Countries from Asia and the Pacific, Europe and the Middle-East, met on the sidelines of the UN Climate Change Conference in Bonn, to explore opportunities for scaling up climate action to meet the ambitious targets set out in the Paris Agreement. The high-level participants recognized the need to boost climate action across the region if the aim of staying within a 2⁰C of temperature increase is to be attained. If we maintain business-as-usual, rising seas could affect 1.4 Billion people by 2060.
Asia and the Pacific accounts for more than 50 per cent of global emissions, and while many countries in the region have ambitious climate plans, collective efforts under Nationally Determined Contributions (NDCs), are not nearly enough to meet the goals of the Paris Agreement. It has been estimated that humanity is left with a ‘carbon credit’ of between 150 and 1,050 GtCO2 to meet the Paris target. However, at the current emission rate of 41 GtC02 per year, the lower limit of this range would be crossed in 4 years, and the midpoint of 600 GtCO2 would be passed in 15 years.
In his keynote speech, Mr. Hans Joachim Schellnhuber, Founder and Director, Potsdam Institute for Climate Impact Research said:
“In the Asia-Pacific region – population growth, environmental degradation and climate change could be a major challenge for the countries in the area. This is the negative future scenario. We have detailed these substantial risks in a major report for the Asian Development Bank just recently. But there’s a positive scenario too. Asia-Pacific could be at the forefront of human ingenuity to achieve change. This could really make the region a worldwide innovation leader.”
At the event organized by the United Nations Economic and Social Commission for Asia and the Pacific (ESCAP), in partnership with the other four UN regional commissions, United Nations Under Secretary-General and Executive Secretary of ESCAP, Dr. Shamshad Akhtar, stressed vulnerable countries have a critical stake in ensuring that global emissions trajectories are corrected downward. Many countries in the region are showing leadership in putting into place policies and measures to mitigate emissions and to strengthen resilience. Carbon markets and their increased linkages across national boundaries can play a critical role to achieve these climate ambitions at least-cost.
“NDCs show countries are willing to raise their ambition, but need more financial, technological and capacity-building support. Regional commissions are committed to supporting this effort by convening all the relevant actors to deliver more ambitious policies to mitigate climate change, strengthen regional partnerships, and promote South-South co-operation,” said Dr. Akhtar.
“ESCAP will continue to support the development of the energy policy framework in the region to achieve Sustainable Development Goal 7. We can strengthen regional co-operation in carbon pricing to further exploit cost savings. And we will step up our efforts with the financial sector to ease countries’ barriers to access to finance and risk-transfer measures.”
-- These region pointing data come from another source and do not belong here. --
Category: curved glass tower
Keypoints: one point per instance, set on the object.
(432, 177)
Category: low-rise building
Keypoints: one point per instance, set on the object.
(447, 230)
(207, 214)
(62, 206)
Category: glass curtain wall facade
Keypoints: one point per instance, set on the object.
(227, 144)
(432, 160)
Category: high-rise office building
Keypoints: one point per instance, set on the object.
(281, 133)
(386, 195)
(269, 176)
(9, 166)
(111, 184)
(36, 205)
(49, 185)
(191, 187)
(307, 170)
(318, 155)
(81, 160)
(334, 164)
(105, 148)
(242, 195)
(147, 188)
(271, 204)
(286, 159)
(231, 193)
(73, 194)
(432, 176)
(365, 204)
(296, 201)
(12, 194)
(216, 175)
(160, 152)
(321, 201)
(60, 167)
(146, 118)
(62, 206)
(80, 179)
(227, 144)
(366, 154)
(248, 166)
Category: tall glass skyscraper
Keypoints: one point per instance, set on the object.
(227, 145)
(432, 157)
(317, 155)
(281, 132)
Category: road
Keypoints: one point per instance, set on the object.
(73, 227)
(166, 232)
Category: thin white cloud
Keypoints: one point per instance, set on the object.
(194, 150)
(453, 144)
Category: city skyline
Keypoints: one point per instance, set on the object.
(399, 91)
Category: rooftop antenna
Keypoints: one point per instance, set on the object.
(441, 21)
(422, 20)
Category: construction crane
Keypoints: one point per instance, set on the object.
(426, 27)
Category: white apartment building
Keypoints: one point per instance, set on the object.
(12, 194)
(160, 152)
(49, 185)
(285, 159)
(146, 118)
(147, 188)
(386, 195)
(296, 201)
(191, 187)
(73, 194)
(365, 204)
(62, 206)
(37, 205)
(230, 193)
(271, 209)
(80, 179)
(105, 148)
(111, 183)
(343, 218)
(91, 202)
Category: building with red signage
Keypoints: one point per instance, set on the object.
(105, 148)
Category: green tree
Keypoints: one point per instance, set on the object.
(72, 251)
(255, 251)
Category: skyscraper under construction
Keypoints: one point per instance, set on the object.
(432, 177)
Mr. Sun Zhen, Deputy Director General on Climate Change Affairs, National Development and Reform Commission, China provided his perspective:
“China is strongly committed to cope with climate change and to meet our greenhouse gas control commitments. Our experience shows that if we make the right political decisions and trust the potential of low carbon development, our policies should not limit economic growth. Rather they will create opportunities for sustainable, climate friendly and green growth.”
Participants also highlighted the key role of the UN regional commissions in supporting implementation of the NDCs, especially through their regional convening platforms where they bring together all stakeholders including governments, private and public sector and other international organizations, to leverage regional cooperation and promote learning.